Finally, AlphaZero also is sensitive to adversarial perturbations in Go -- adding two irrelevant stones to a board state can make the AI make wrong moves that human players can trivially avoid. In fact, using these adversarial moves, a human amateur was recently able to beat a top AI system at Go, 14 games to 1.
This suggests that even amateur human Go players have learned some simple “principles” that AlphaZero doesn’t learn in a fully general fashion.

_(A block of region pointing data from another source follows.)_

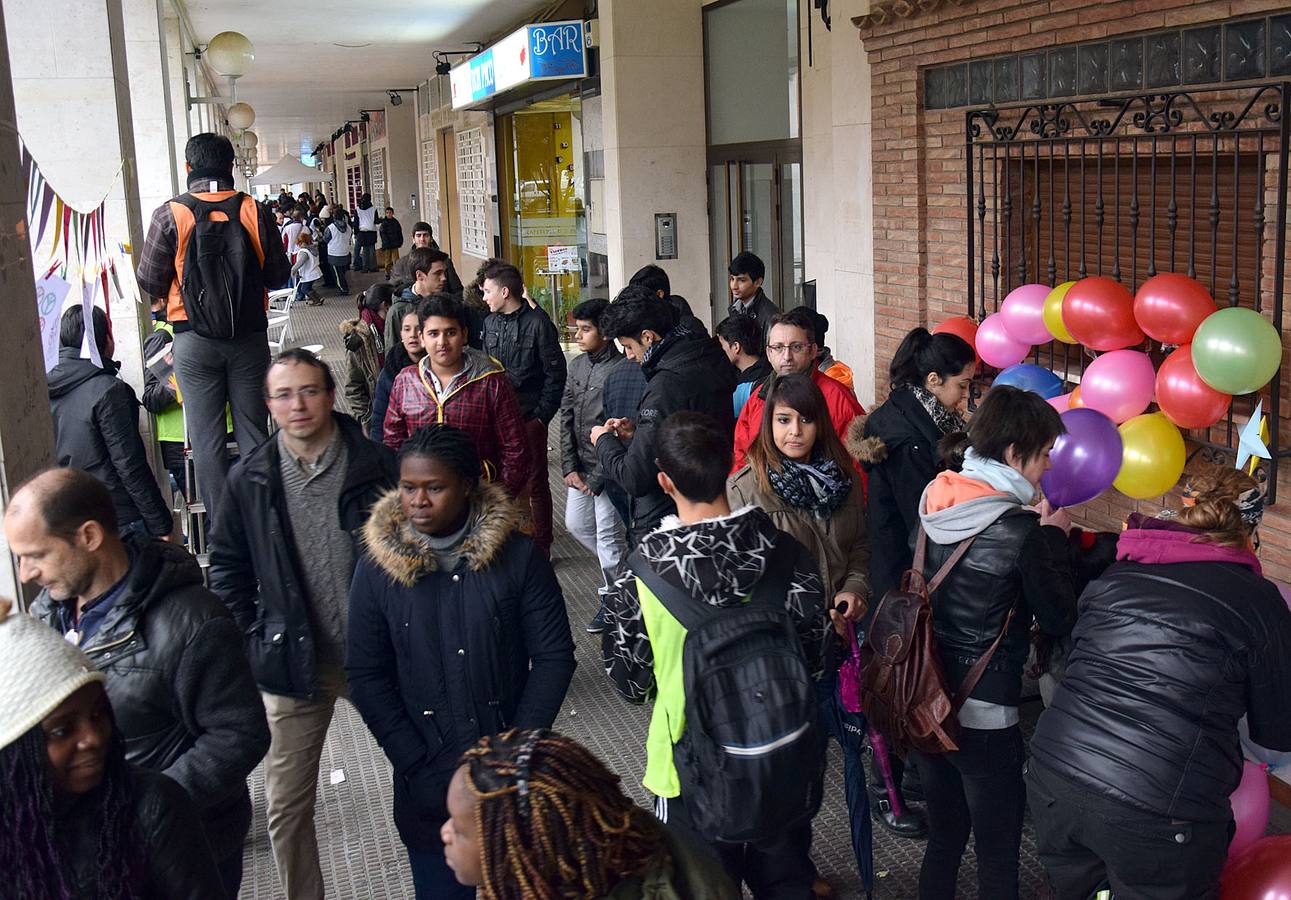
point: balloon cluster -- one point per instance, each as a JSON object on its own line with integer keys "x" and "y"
{"x": 1112, "y": 439}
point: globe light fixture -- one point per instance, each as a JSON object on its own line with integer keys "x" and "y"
{"x": 230, "y": 53}
{"x": 240, "y": 116}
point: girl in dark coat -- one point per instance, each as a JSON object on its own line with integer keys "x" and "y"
{"x": 76, "y": 820}
{"x": 457, "y": 630}
{"x": 897, "y": 447}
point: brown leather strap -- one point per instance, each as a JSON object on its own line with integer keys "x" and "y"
{"x": 979, "y": 668}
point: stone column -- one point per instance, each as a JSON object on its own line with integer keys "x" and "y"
{"x": 26, "y": 428}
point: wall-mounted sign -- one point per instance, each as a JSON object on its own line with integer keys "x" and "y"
{"x": 535, "y": 53}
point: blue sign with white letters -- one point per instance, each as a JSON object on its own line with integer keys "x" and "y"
{"x": 557, "y": 51}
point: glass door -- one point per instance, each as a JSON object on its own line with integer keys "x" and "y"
{"x": 755, "y": 205}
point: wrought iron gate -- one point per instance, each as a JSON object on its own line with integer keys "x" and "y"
{"x": 1130, "y": 186}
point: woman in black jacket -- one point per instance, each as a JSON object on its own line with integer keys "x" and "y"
{"x": 897, "y": 448}
{"x": 76, "y": 820}
{"x": 1134, "y": 762}
{"x": 1016, "y": 571}
{"x": 457, "y": 630}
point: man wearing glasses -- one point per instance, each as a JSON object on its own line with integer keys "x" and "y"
{"x": 282, "y": 557}
{"x": 792, "y": 350}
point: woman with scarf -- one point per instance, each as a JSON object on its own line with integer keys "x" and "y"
{"x": 897, "y": 448}
{"x": 799, "y": 473}
{"x": 1134, "y": 762}
{"x": 1014, "y": 573}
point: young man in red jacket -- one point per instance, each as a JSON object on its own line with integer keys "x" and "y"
{"x": 792, "y": 350}
{"x": 461, "y": 386}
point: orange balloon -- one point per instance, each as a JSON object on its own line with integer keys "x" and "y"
{"x": 1099, "y": 313}
{"x": 959, "y": 326}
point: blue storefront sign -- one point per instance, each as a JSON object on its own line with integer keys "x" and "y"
{"x": 535, "y": 53}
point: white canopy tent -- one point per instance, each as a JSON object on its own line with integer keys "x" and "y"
{"x": 289, "y": 171}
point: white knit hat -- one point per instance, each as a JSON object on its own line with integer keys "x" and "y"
{"x": 39, "y": 669}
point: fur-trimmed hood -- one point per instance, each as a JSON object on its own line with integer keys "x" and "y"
{"x": 386, "y": 537}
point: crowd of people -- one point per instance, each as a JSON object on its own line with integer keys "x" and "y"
{"x": 752, "y": 523}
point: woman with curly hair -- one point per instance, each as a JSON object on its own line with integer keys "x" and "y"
{"x": 536, "y": 816}
{"x": 76, "y": 821}
{"x": 1134, "y": 762}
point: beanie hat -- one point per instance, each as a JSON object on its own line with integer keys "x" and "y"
{"x": 39, "y": 669}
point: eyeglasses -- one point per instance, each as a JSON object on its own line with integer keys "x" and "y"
{"x": 306, "y": 394}
{"x": 795, "y": 347}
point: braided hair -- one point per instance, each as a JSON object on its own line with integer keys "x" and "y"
{"x": 553, "y": 821}
{"x": 30, "y": 856}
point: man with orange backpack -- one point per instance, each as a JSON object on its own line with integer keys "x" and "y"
{"x": 213, "y": 253}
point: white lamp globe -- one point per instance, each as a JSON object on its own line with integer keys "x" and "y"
{"x": 230, "y": 53}
{"x": 240, "y": 116}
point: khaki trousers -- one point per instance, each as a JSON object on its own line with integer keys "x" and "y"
{"x": 297, "y": 730}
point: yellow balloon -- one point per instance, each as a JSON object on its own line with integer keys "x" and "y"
{"x": 1153, "y": 456}
{"x": 1052, "y": 314}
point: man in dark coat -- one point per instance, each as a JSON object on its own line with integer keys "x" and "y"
{"x": 97, "y": 428}
{"x": 181, "y": 690}
{"x": 282, "y": 555}
{"x": 683, "y": 371}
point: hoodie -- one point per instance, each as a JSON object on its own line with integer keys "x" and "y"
{"x": 97, "y": 429}
{"x": 719, "y": 562}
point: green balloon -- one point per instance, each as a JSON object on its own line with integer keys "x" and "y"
{"x": 1237, "y": 350}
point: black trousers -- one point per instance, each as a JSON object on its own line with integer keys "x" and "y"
{"x": 976, "y": 790}
{"x": 776, "y": 870}
{"x": 1088, "y": 842}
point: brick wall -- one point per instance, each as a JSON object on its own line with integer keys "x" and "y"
{"x": 919, "y": 167}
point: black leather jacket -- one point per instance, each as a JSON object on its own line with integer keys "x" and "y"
{"x": 181, "y": 690}
{"x": 1014, "y": 563}
{"x": 528, "y": 345}
{"x": 1166, "y": 659}
{"x": 253, "y": 563}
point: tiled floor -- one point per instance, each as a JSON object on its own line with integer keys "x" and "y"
{"x": 362, "y": 855}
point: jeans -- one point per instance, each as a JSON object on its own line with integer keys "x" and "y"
{"x": 848, "y": 730}
{"x": 297, "y": 731}
{"x": 977, "y": 789}
{"x": 340, "y": 269}
{"x": 594, "y": 523}
{"x": 1088, "y": 842}
{"x": 431, "y": 877}
{"x": 776, "y": 870}
{"x": 212, "y": 375}
{"x": 538, "y": 490}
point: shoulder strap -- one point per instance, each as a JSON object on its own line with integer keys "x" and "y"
{"x": 684, "y": 608}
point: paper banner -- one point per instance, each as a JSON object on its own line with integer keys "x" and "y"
{"x": 50, "y": 292}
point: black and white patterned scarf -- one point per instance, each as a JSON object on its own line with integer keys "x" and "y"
{"x": 820, "y": 487}
{"x": 946, "y": 420}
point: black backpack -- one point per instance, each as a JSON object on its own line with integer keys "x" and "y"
{"x": 752, "y": 758}
{"x": 223, "y": 279}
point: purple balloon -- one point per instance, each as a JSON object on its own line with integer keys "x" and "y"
{"x": 1085, "y": 461}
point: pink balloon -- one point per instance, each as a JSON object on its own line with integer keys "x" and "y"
{"x": 1250, "y": 805}
{"x": 1024, "y": 314}
{"x": 1118, "y": 384}
{"x": 997, "y": 346}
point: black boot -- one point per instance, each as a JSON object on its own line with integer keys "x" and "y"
{"x": 910, "y": 824}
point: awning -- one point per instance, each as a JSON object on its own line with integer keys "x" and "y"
{"x": 289, "y": 171}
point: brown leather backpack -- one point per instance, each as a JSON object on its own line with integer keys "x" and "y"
{"x": 904, "y": 688}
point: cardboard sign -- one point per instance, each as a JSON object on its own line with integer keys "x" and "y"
{"x": 50, "y": 292}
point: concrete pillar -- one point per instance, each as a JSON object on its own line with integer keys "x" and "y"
{"x": 26, "y": 428}
{"x": 655, "y": 140}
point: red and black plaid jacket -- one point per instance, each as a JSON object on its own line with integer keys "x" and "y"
{"x": 482, "y": 403}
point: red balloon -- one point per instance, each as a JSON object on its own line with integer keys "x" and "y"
{"x": 1261, "y": 872}
{"x": 1170, "y": 306}
{"x": 1187, "y": 400}
{"x": 1099, "y": 313}
{"x": 961, "y": 326}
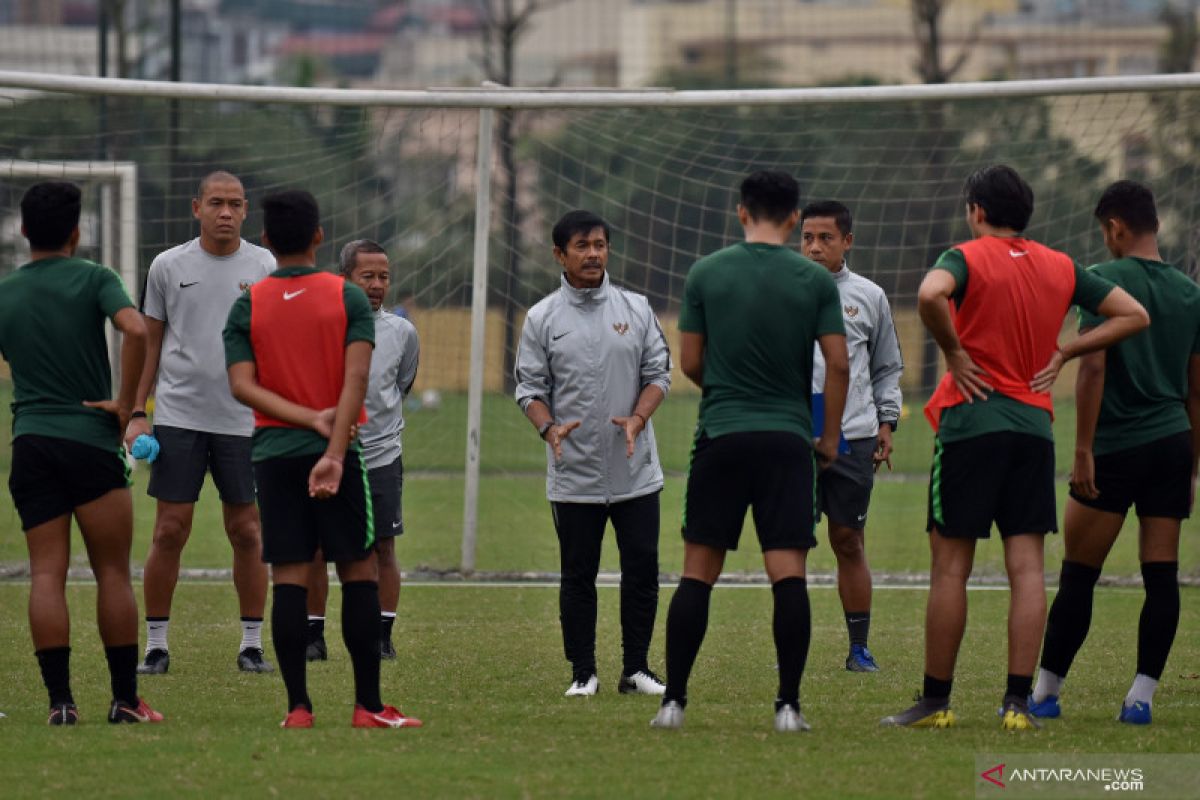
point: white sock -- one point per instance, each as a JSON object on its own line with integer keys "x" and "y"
{"x": 251, "y": 633}
{"x": 156, "y": 632}
{"x": 1143, "y": 690}
{"x": 1048, "y": 684}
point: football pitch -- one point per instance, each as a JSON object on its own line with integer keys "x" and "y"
{"x": 483, "y": 667}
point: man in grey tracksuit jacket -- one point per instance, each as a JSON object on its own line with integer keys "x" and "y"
{"x": 394, "y": 364}
{"x": 592, "y": 367}
{"x": 871, "y": 414}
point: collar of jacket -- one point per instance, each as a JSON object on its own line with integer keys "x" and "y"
{"x": 582, "y": 296}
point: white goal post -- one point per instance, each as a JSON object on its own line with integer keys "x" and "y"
{"x": 438, "y": 156}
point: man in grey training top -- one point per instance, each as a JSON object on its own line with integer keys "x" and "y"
{"x": 873, "y": 411}
{"x": 198, "y": 423}
{"x": 592, "y": 367}
{"x": 364, "y": 263}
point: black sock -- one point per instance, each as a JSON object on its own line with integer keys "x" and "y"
{"x": 1019, "y": 687}
{"x": 123, "y": 672}
{"x": 360, "y": 631}
{"x": 793, "y": 630}
{"x": 55, "y": 663}
{"x": 1071, "y": 617}
{"x": 288, "y": 633}
{"x": 687, "y": 623}
{"x": 1159, "y": 617}
{"x": 936, "y": 689}
{"x": 858, "y": 624}
{"x": 316, "y": 629}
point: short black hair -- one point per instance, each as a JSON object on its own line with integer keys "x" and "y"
{"x": 49, "y": 212}
{"x": 1006, "y": 199}
{"x": 834, "y": 209}
{"x": 577, "y": 222}
{"x": 771, "y": 194}
{"x": 291, "y": 220}
{"x": 1131, "y": 202}
{"x": 349, "y": 256}
{"x": 216, "y": 176}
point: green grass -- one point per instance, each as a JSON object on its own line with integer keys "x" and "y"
{"x": 483, "y": 667}
{"x": 515, "y": 530}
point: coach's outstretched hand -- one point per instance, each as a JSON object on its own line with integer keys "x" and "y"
{"x": 825, "y": 451}
{"x": 325, "y": 477}
{"x": 557, "y": 434}
{"x": 969, "y": 377}
{"x": 137, "y": 426}
{"x": 633, "y": 425}
{"x": 121, "y": 414}
{"x": 324, "y": 423}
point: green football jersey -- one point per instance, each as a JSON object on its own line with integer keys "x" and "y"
{"x": 52, "y": 334}
{"x": 760, "y": 308}
{"x": 1146, "y": 376}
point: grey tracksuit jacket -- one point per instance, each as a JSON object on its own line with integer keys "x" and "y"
{"x": 875, "y": 361}
{"x": 587, "y": 354}
{"x": 393, "y": 372}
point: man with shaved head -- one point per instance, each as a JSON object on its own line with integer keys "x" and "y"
{"x": 199, "y": 427}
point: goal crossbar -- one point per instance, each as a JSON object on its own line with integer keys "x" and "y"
{"x": 519, "y": 98}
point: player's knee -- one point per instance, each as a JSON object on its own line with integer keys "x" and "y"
{"x": 245, "y": 536}
{"x": 847, "y": 545}
{"x": 385, "y": 551}
{"x": 171, "y": 533}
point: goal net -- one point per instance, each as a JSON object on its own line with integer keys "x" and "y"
{"x": 402, "y": 169}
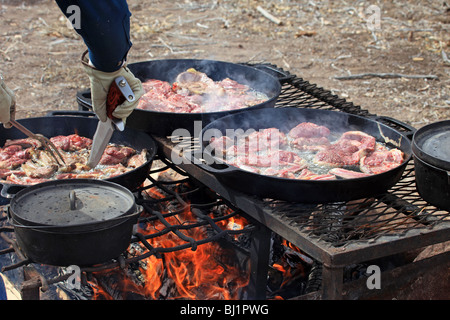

But, overall, there does seem to be a tendency for previously unavailable “world modeling” capabilities to come online as AI models scale up.
Moreover, note that Joshua Tenenbaum himself is a frequent DeepMind collaborator and has been actively researching how to give AIs common-sense reasoning abilities, intuitive physics, and so on, and he’s hardly the only one in his reference class. DeepMind clearly values making its AIs generalize better and require less training data.
So I basically think AI “world modeling” is going to improve over time. It’s an active area of research, it’s economically incentivized, and it follows a well-documented trajectory.
It is not safe to assume that AIs are harmless because they can’t model some domain area that they’re currently weak at.
Causality
Do present-day AIs have causal models? No.
Should we expect near-term AIs to develop causal models? No.
What’s Causality?
In Judea Pearl’s framework, causality is the essential thing that causal models offer that statistical prediction models (including all current machine learning and AI models) do not.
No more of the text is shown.